The International Labour Organization (ILO) recently observed that in late 2019 and early 2020, food prices first began increasing in Central and Southern Asia following the outbreak of the pandemic, shortly before they did in Eastern and South-Eastern Asia, as the wider region was the first to be affected by the virus. “In Eastern and South-Eastern Asia, the food prices inflation increased from 5.2 per cent in December 2019 to 9.3 per cent in January 2020,” the ILO noted. “In Europe and Northern America, the food prices inflation increased from 1.9 per cent in March 2020 to 3.8 per cent in April 2020, when the lockdown measures were introduced. Similar patterns were observed in all other regions.” The price surges spread towards the rest of the world over the ensuing months.

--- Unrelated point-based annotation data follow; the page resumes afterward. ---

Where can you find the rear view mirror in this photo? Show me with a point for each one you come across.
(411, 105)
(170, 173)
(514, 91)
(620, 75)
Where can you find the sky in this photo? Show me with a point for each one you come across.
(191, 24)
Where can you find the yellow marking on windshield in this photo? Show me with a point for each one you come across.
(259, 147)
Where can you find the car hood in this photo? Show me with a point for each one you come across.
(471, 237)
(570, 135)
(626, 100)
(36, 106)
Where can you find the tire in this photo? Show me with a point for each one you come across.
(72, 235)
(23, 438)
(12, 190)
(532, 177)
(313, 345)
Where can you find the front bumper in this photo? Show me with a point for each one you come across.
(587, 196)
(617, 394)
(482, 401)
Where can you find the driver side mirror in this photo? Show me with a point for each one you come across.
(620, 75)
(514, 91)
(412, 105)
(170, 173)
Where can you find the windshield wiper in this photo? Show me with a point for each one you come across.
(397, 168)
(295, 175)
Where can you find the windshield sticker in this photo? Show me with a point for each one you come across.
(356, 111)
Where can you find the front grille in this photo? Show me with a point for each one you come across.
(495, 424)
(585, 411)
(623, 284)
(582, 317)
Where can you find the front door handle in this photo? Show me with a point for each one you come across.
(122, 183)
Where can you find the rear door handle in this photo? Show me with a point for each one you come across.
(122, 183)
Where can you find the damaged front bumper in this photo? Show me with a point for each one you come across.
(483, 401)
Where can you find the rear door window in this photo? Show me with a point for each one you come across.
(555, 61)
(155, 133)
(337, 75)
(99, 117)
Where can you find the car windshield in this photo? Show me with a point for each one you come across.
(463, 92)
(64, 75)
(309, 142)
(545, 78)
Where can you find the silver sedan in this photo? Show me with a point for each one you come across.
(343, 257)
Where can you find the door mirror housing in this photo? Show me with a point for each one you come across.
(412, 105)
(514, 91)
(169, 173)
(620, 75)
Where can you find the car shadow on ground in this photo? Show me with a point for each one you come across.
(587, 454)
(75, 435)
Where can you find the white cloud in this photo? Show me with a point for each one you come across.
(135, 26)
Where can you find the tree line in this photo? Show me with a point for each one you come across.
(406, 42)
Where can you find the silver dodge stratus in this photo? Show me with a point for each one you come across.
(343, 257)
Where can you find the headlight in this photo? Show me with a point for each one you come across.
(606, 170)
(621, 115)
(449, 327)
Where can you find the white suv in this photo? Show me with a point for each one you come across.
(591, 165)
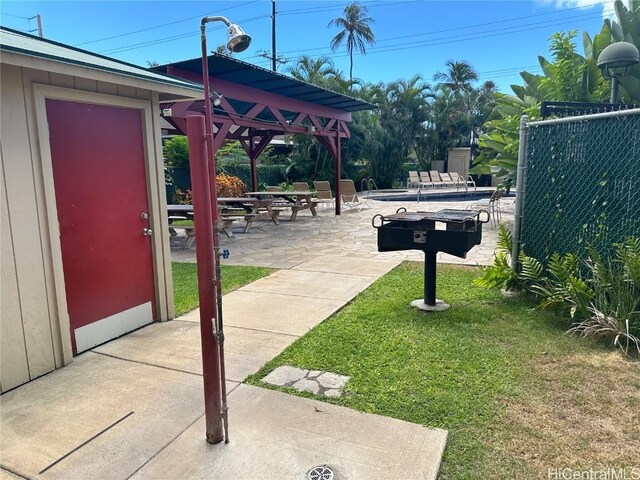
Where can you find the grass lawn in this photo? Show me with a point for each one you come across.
(185, 282)
(517, 395)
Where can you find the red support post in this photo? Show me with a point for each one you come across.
(204, 232)
(338, 174)
(254, 167)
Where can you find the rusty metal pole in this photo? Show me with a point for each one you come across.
(338, 174)
(254, 163)
(202, 206)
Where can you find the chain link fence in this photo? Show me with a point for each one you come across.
(582, 183)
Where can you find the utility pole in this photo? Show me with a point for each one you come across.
(38, 19)
(273, 35)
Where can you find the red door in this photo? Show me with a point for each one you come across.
(100, 182)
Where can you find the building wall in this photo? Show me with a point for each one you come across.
(34, 328)
(459, 161)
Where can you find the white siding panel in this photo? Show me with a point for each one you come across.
(85, 84)
(14, 369)
(25, 231)
(60, 80)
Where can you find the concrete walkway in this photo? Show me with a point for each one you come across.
(349, 235)
(133, 407)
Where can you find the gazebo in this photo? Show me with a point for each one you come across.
(252, 105)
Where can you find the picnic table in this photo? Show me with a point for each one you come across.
(296, 200)
(230, 209)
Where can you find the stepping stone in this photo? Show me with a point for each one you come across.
(315, 381)
(285, 376)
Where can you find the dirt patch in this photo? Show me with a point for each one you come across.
(583, 412)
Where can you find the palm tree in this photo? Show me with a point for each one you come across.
(459, 76)
(356, 30)
(316, 71)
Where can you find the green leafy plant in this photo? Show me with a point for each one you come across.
(176, 151)
(600, 292)
(182, 197)
(613, 311)
(500, 274)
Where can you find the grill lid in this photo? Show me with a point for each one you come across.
(446, 215)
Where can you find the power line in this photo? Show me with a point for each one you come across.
(403, 37)
(303, 11)
(446, 40)
(14, 16)
(168, 39)
(160, 26)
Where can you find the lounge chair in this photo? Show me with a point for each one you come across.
(435, 178)
(456, 177)
(300, 187)
(350, 196)
(446, 178)
(414, 180)
(425, 181)
(493, 207)
(323, 193)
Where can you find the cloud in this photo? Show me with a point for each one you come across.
(605, 6)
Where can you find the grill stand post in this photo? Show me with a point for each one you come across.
(430, 303)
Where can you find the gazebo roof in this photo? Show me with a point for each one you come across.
(242, 73)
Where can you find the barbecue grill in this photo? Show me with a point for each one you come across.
(417, 231)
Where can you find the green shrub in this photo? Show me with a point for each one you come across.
(500, 274)
(601, 294)
(176, 151)
(267, 174)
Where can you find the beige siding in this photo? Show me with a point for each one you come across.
(14, 368)
(459, 161)
(34, 332)
(25, 231)
(62, 355)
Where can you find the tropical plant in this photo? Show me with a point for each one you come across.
(600, 292)
(229, 186)
(569, 77)
(356, 30)
(176, 151)
(181, 197)
(403, 111)
(316, 71)
(458, 76)
(500, 274)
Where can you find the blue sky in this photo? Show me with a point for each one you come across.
(498, 38)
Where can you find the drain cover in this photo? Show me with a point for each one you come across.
(320, 473)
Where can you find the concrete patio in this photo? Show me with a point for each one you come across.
(351, 234)
(133, 407)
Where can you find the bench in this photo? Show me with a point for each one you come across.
(224, 224)
(173, 218)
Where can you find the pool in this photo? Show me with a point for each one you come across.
(431, 196)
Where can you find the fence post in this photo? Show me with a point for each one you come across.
(520, 189)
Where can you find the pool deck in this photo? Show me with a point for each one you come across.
(348, 235)
(132, 408)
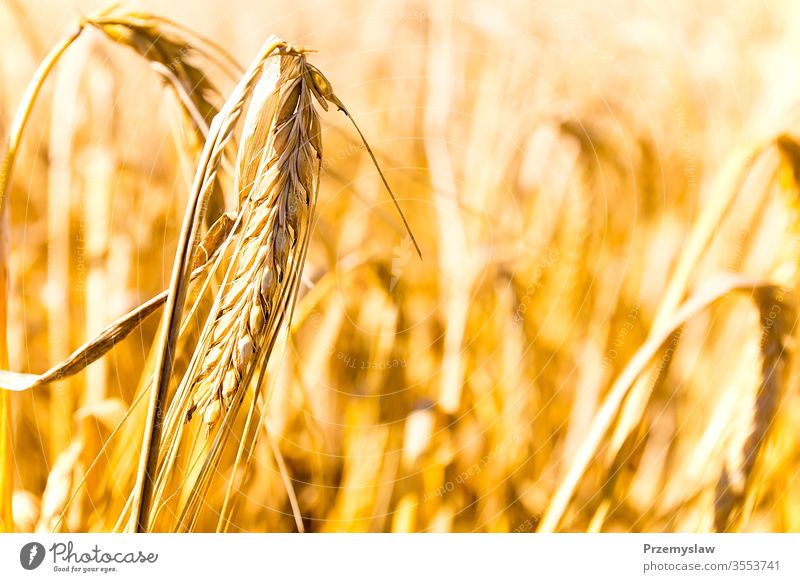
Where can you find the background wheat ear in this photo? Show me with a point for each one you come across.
(778, 317)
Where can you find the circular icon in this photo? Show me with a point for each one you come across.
(31, 555)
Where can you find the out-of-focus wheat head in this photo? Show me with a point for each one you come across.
(601, 334)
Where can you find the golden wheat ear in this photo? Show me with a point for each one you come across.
(323, 92)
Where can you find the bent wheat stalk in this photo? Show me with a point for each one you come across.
(276, 179)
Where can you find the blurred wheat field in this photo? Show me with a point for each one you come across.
(600, 335)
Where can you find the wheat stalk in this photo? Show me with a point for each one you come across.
(735, 482)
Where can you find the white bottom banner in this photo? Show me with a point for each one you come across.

Such sharp price rises have had profound impacts on households all over the world but particularly those lower-income households that spend a larger proportion of their incomes on food. The primary risks to food security are at the country level, according to the World Bank, which recently noted that higher prices combined with reduced incomes are forcing more households to cut down on both the quantity and quality of their food consumption. Consistently rising food prices this year, moreover, suggests further food-security concerns await the world. The FAO Food Price Index (FFPI) averaged 118.5 points in March 2021, which is 2.1 percent higher than in February and represents the 10th consecutive monthly rise in the value of the index to reach its highest level since June 2014.

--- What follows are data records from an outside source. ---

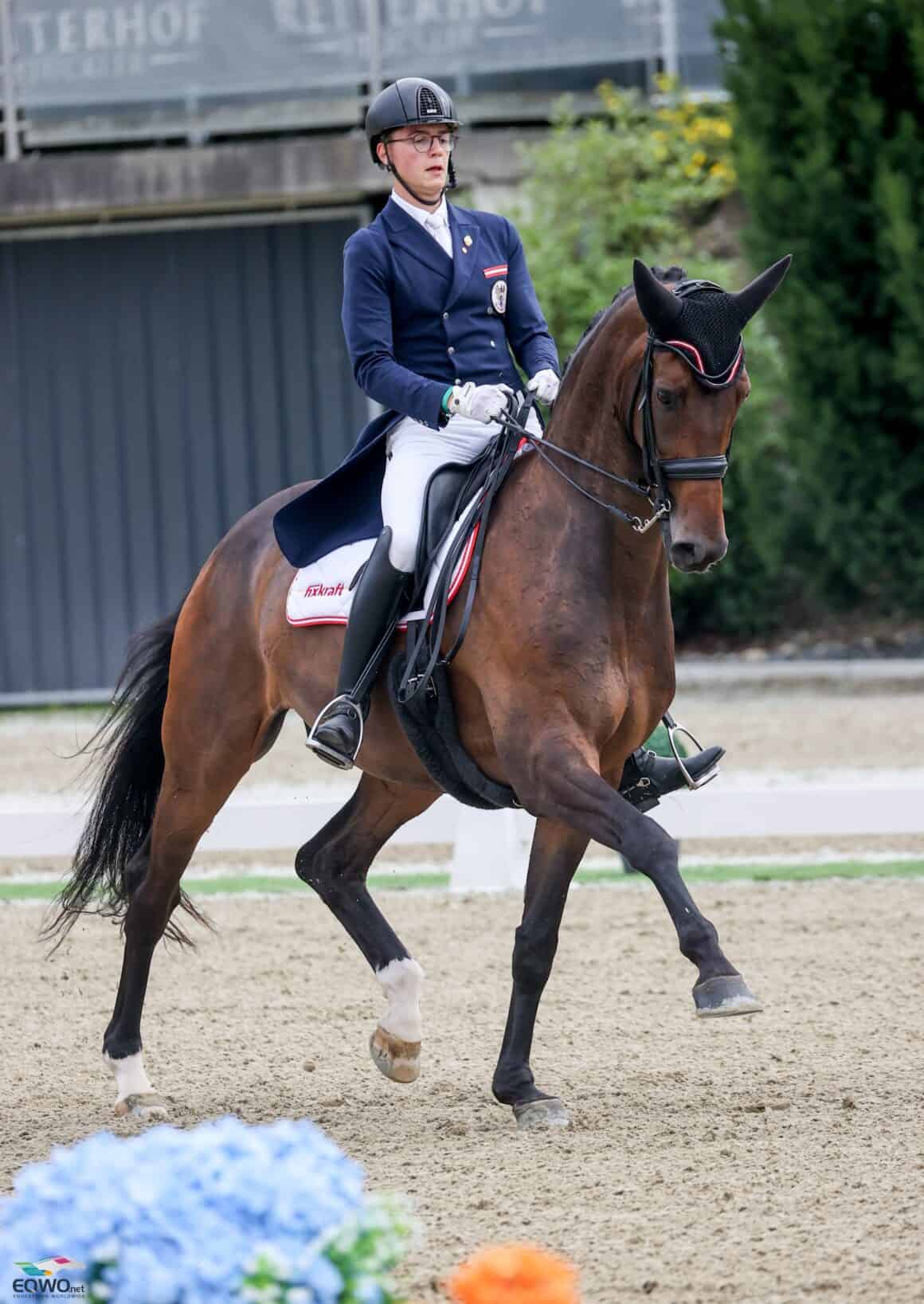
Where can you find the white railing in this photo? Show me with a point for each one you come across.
(489, 849)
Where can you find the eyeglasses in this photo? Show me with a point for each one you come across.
(422, 143)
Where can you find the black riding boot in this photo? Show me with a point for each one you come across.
(647, 777)
(377, 604)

“I think food prices are going to continue to increase for probably a good year, year and a half,” according to Phil Lempert, founder and editor of SupermarketGuru.com. “Our costs are going to go up for food production,” he told NBC News in early March. In turn, this will continue to weigh most forcefully on the world’s most vulnerable populations. A recent study in the United States found that while the $900-billion stimulus package approved by the U.S. Congress in December 2020 lifted 1.6 million people out of poverty, a staggering 8 million Americans fell into poverty between June and December. “If you think about food prices in the last year, they’ve gone up substantially,” said Geri Henchy, director of nutrition policy at the Food Research & Action Center (FRAC). “The impact for low-income people is they have limited budgets, which makes it that much harder to buy enough food, and it makes it that much harder to buy healthy food. It’s a disaster.”

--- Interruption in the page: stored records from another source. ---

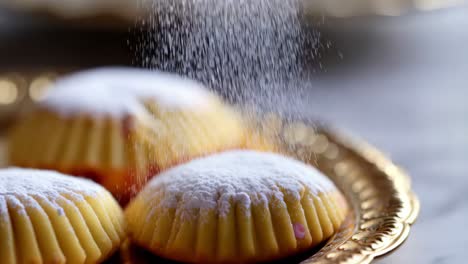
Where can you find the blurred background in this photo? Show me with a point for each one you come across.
(395, 74)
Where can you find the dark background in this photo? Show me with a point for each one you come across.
(399, 82)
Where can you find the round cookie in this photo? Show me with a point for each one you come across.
(119, 126)
(48, 217)
(235, 207)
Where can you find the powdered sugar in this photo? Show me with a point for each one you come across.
(119, 91)
(48, 184)
(238, 178)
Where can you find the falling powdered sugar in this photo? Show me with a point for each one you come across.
(237, 178)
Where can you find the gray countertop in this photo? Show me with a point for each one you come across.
(402, 85)
(407, 93)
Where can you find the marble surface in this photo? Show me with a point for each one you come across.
(405, 89)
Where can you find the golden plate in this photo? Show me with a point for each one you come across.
(379, 192)
(384, 206)
(382, 202)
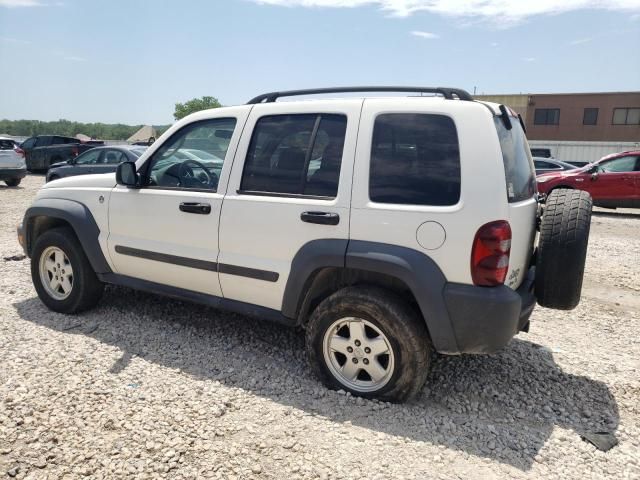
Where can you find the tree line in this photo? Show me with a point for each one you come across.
(102, 131)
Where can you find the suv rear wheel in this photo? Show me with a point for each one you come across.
(62, 274)
(369, 342)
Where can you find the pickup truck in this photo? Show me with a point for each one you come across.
(43, 150)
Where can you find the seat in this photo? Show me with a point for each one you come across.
(324, 181)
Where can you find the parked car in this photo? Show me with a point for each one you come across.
(541, 152)
(613, 181)
(547, 165)
(43, 150)
(12, 166)
(415, 231)
(96, 160)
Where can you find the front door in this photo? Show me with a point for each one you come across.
(167, 231)
(290, 185)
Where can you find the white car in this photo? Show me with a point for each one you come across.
(12, 165)
(388, 228)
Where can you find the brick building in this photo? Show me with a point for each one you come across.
(584, 117)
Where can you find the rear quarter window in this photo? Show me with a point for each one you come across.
(518, 163)
(415, 160)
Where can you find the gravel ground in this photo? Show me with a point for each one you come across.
(150, 387)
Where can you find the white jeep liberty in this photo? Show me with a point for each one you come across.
(388, 228)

“Though current food insecurity is by and large not driven by food shortages, supply disruptions and inflation affecting key agricultural inputs such as fertilizers and seeds, or prolonged labor shortages could diminish next season’s crop,” according to the World Bank. “If farmers are experiencing acute hunger, they may also prioritize consuming seeds as food today over planting seeds for tomorrow, raising the threat of food shortages later on.” Feeding America, meanwhile, has projected that 42 million people (one in eight), including 13 million children (one in six), may experience food insecurity in 2021. “This reflects an improvement relative to our updated 2020 projections, which can be attributed to the economic situation—actual unemployment and estimated poverty levels have been lower than many experts originally predicted—as well as the federal response, which has played an important role in mitigating the crisis.”

The coming decades were already being touted, before the pandemic, as posing significant challenges to achieving global food security—with pressing issues such as climate change, global population growth, potentially volatile food prices and environmental degradation all likely headwinds looking into the future. COVID-19 and its inevitable aftermath have only added to this list of challenges.